Plainte pour non-respect du DSA
Après avoir constaté que la plateforme Temu ne garantit pas à ses utilisateurs un environnement en ligne sûr, prévisible et digne de confiance, l’UFC-Que Choisir, sur la base du Digital Service Act (ou « DSA »), nouvel outil réglementaire, dépose plainte contre cette dernière devant l’ARCOM. L’objectif est bien que cette plateforme respecte pleinement ses obligations légales et gagne en transparence.
Lancée en Europe en 2023, la plateforme chinoise Temu concurrence aujourd’hui des géants du e-commerce mais fait actuellement l’objet de nombreuses critiques. Temu est une plateforme en ligne où la plupart des produits vendus sont expédiés aux consommateurs directement depuis des usines ou des entrepôts chinois à des prix très bas avec une expérience utilisateur biaisée et une forte présence de publicités.
L’UFC-Que Choisir, avec l’appui de 16 autres associations européennes membres du Bureau européen des Unions de Consommateurs (BEUC) (1), utilise aujourd’hui le DSA pour remédier aux dysfonctionnements constatés préjudiciables aux intérêts et droits des consommateurs.
En effet, la plateforme Temu présente de nombreuses incompatibilités avec le DSA, réglementation applicable qui définit ce que les plateformes et les marchés en ligne doivent faire pour protéger les contenus et leurs utilisateurs (tels qu’assurer l’identité du vendeur dans les marchés en ligne, analyser les risques liés auxdits services et mettre en place les moyens pour les atténuer etc.).
Concrètement, l’UFC-Que Choisir ainsi que le BEUC et ses membres, ont constaté entre autres que :
- Temu ne fournit pas une traçabilité suffisante des professionnels qui vendent des produits sur la plateforme.

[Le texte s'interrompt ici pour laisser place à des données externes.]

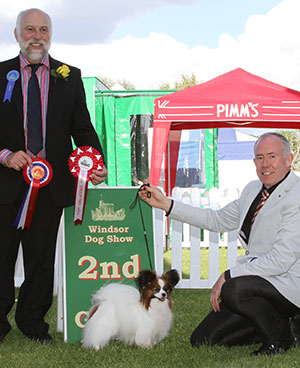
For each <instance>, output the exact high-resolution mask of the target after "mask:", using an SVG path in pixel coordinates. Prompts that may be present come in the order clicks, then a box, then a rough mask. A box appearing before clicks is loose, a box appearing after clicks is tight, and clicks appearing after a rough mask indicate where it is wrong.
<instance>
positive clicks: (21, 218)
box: [14, 158, 53, 229]
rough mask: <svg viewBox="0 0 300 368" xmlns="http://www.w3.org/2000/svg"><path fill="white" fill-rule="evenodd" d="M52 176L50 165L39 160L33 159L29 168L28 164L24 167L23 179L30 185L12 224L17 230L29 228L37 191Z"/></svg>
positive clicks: (42, 159) (36, 199)
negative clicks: (24, 179) (27, 191)
mask: <svg viewBox="0 0 300 368" xmlns="http://www.w3.org/2000/svg"><path fill="white" fill-rule="evenodd" d="M52 175H53V172H52V167H51V165H50V164H49V162H47V161H46V160H43V159H41V158H34V159H33V160H32V166H31V167H30V166H29V165H28V164H27V165H26V166H25V167H24V169H23V177H24V179H25V181H26V182H27V183H28V184H30V185H29V188H28V192H27V193H26V195H25V198H24V200H23V203H22V205H21V207H20V209H19V212H18V215H17V218H16V221H15V223H14V225H15V226H16V227H17V228H19V227H21V228H22V229H24V228H29V227H30V225H31V220H32V216H33V213H34V209H35V204H36V200H37V197H38V193H39V190H40V188H41V187H44V186H45V185H47V184H49V183H50V181H51V179H52Z"/></svg>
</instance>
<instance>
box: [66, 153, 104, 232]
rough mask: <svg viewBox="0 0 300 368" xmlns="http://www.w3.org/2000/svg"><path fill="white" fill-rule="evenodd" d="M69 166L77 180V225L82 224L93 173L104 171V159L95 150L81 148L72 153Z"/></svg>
mask: <svg viewBox="0 0 300 368" xmlns="http://www.w3.org/2000/svg"><path fill="white" fill-rule="evenodd" d="M68 164H69V169H70V172H71V174H72V175H73V176H74V177H75V178H76V190H75V206H74V222H75V225H77V224H81V223H82V219H83V215H84V208H85V201H86V193H87V187H88V182H89V180H90V179H91V174H92V171H93V170H98V171H102V170H103V158H102V155H101V154H100V153H99V152H98V151H97V150H96V149H95V148H93V147H90V146H81V147H77V148H76V149H75V150H74V151H73V152H72V154H71V156H70V157H69V161H68Z"/></svg>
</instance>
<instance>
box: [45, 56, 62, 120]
mask: <svg viewBox="0 0 300 368" xmlns="http://www.w3.org/2000/svg"><path fill="white" fill-rule="evenodd" d="M49 61H50V63H49V65H50V80H49V92H48V111H47V122H48V121H50V120H51V117H52V115H53V112H54V111H55V105H54V102H55V98H54V96H55V89H56V83H55V78H54V77H52V76H51V70H52V69H55V70H56V69H57V68H58V67H59V65H60V64H61V63H59V62H58V61H57V60H54V59H52V58H51V57H50V56H49Z"/></svg>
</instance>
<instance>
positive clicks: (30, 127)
mask: <svg viewBox="0 0 300 368" xmlns="http://www.w3.org/2000/svg"><path fill="white" fill-rule="evenodd" d="M41 65H42V64H30V67H31V77H30V79H29V82H28V102H27V119H28V121H27V129H28V137H27V138H28V143H27V147H28V149H29V151H30V152H32V153H33V154H34V155H37V154H38V153H39V152H40V150H41V149H42V148H43V136H42V109H41V92H40V87H39V82H38V79H37V76H36V74H35V73H36V71H37V69H38V67H39V66H41Z"/></svg>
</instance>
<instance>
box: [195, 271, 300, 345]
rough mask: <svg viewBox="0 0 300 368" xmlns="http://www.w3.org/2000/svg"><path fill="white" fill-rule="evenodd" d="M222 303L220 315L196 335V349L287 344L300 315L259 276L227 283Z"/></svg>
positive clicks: (195, 331)
mask: <svg viewBox="0 0 300 368" xmlns="http://www.w3.org/2000/svg"><path fill="white" fill-rule="evenodd" d="M221 299H222V302H221V303H220V307H221V312H213V311H212V312H211V313H210V314H208V316H207V317H206V318H205V319H204V320H203V321H202V322H201V323H200V324H199V326H198V327H197V328H196V329H195V331H194V332H193V334H192V336H191V344H192V345H193V346H197V345H201V344H215V345H227V346H233V345H248V344H254V343H258V342H262V343H264V344H270V343H274V342H280V341H284V340H285V339H290V338H291V329H290V323H289V319H290V317H293V316H296V315H298V314H300V309H299V308H298V307H297V306H295V305H294V304H292V303H291V302H289V301H288V300H287V299H286V298H285V297H284V296H283V295H281V294H280V293H279V292H278V291H277V289H276V288H275V287H274V286H273V285H272V284H270V283H269V282H268V281H267V280H265V279H263V278H261V277H259V276H242V277H236V278H232V279H230V280H228V281H226V282H225V284H224V285H223V287H222V293H221Z"/></svg>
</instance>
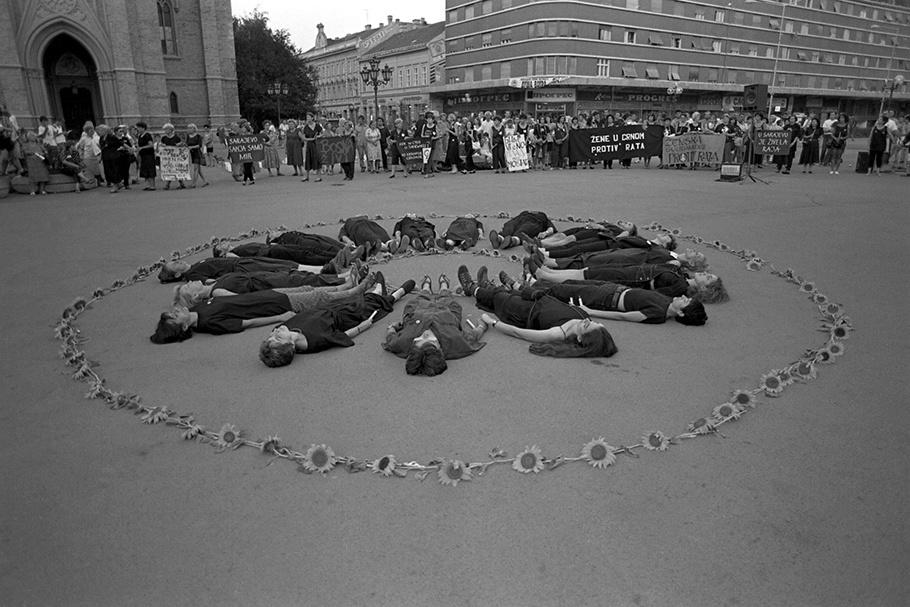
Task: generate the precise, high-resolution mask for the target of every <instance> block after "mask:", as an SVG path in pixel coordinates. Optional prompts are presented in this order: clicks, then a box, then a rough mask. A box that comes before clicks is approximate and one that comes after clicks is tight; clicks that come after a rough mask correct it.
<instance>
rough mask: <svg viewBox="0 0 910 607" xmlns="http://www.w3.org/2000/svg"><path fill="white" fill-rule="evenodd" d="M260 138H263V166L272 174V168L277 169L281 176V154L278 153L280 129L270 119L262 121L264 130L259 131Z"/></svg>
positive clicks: (262, 146) (262, 140) (270, 174)
mask: <svg viewBox="0 0 910 607" xmlns="http://www.w3.org/2000/svg"><path fill="white" fill-rule="evenodd" d="M259 139H261V140H262V168H264V169H265V170H267V171H268V172H269V176H271V175H272V169H275V175H276V176H281V174H282V173H281V156H279V154H278V129H276V128H275V126H274V125H273V124H272V123H271V121H269V120H263V121H262V130H261V131H259Z"/></svg>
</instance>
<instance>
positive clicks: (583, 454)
mask: <svg viewBox="0 0 910 607" xmlns="http://www.w3.org/2000/svg"><path fill="white" fill-rule="evenodd" d="M613 451H615V449H614V448H613V447H611V446H610V445H608V444H607V442H606V441H605V440H604V437H602V436H601V437H598V438H595V439H592V440H591V441H590V442H588V443H586V444H585V446H584V447H582V448H581V456H582V457H583V458H585V461H586V462H588V463H589V464H591V465H592V466H594V467H595V468H606V467H607V466H612V465H613V464H614V463H615V462H616V455H615V454H614V453H613Z"/></svg>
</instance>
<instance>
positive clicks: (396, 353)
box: [382, 274, 486, 377]
mask: <svg viewBox="0 0 910 607" xmlns="http://www.w3.org/2000/svg"><path fill="white" fill-rule="evenodd" d="M485 329H486V327H485V326H481V327H475V326H474V325H471V328H470V329H465V328H463V327H462V310H461V304H459V303H458V302H457V301H455V298H454V297H452V293H451V292H450V290H449V279H448V278H447V277H446V276H445V274H443V275H441V276H440V277H439V293H437V294H434V293H433V281H432V280H430V277H429V276H424V278H423V282H422V283H421V286H420V291H419V292H418V293H417V298H416V299H412V300H411V301H409V302H408V304H407V305H406V306H405V308H404V313H403V314H402V316H401V320H400V321H398V322H397V323H394V324H391V325H389V329H388V331H387V332H386V338H385V343H383V345H382V347H383V348H385V349H386V350H388V351H389V352H391V353H392V354H394V355H395V356H398V357H400V358H404V359H406V360H407V362H405V367H404V368H405V371H406V372H407V374H408V375H427V376H429V377H432V376H434V375H439V374H440V373H442V372H443V371H445V370H446V368H447V365H446V360H447V359H448V360H452V359H456V358H464V357H465V356H469V355H471V354H473V353H474V352H476V351H477V350H479V349H481V348H482V347H484V346H485V345H486V344H485V343H484V342H481V341H480V338H481V336H482V335H483V332H484V330H485Z"/></svg>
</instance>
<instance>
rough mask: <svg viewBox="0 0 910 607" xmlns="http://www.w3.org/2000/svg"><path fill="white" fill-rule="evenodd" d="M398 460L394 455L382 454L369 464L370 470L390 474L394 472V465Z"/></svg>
mask: <svg viewBox="0 0 910 607" xmlns="http://www.w3.org/2000/svg"><path fill="white" fill-rule="evenodd" d="M397 463H398V461H397V460H396V459H395V456H394V455H383V456H382V457H380V458H379V459H374V460H373V463H372V464H370V470H372V471H373V472H375V473H376V474H381V475H383V476H392V475H393V474H395V465H396V464H397Z"/></svg>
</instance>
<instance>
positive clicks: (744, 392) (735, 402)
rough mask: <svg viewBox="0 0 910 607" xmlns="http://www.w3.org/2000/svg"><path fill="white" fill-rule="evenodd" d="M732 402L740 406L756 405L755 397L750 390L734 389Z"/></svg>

Il s’agit d’une infraction majeure car les consommateurs doivent savoir à qui ils achètent et qui contacter en cas de problème, notamment pour obtenir un remplacement, une réparation ou un remboursement de leur produit ;
- Temu est tenue d’expliquer le fonctionnement de ses systèmes de recommandation et la valeur des critères de sélection pour l’affichage des produits individuels. Cependant, Temu ne le fait que de manière très rudimentaire, ce qui ne répond pas aux normes ;
- Temu ne fournit pas de hauts niveaux de sécurité aux mineurs en ne conditionnant pas l’accès au service à une vérification d’âge ;
- Temu utilise un certain nombre de techniques de manipulation, appelées « dark patterns », notamment par l’utilisation de faux compteurs de temps ou en créant un prétendu stock limité créant un sentiment d’urgence.
Ainsi, pour la toute première fois au titre du DSA, l’UFC-Que Choisir dépose plainte auprès de l’ARCOM afin de faire cesser les infractions de Temu par rapport à la réglementation européenne.
Moins de deux mois après le dépôt de plainte par l’UFC-Que Choisir et ses homologues européens, la Commission européenne a réagi en adressant à Temu, le 28 juin 2024, une demande d’informations en vertu du DSA. La plateforme est tenue de fournir des explications détaillées sur les mesures prises pour se conformer au DSA, notamment en ce qui concerne ses mécanismes de signalement de produits illicites, la conception de ses interfaces (en particulier concernant les interfaces trompeuses, ou « dark patterns »), la protection des mineurs, la transparence des systèmes de recommandation, et la traçabilité des vendeurs. Cette enquête pourra donner lieu à l’ouverture d’une procédure formelle et, éventuellement, des sanctions si les réponses fournies par Temu sont jugées insatisfaisantes.
Retrouvez la réaction de Marie-Amandine Stévenin en cliquant ici.
(1) Testachats/Testaankoop (Belgique), BNAAC (Bulgarie), dTest (Tchéquie), Forbrugerrådet Tænk (Danemark), Kuluttajaliitto ry (Finlande), EKPIZO and KEPKA (Grèce), Federacja Konsumentow (Pologne), DECO (Portugal), Spoločnosť ochrany spotrebiteľov (S.O.S.) Poprad (Slovaquie), CECU and OCU (Espagne), Sveriges Konsumenter (Suède), Altroconsumo (Italie), Consumentenbond (Pays-Bas) et ULC (Luxembourg). Le BEUC a, quant à lui, déposé plainte auprès de la Commission européenne.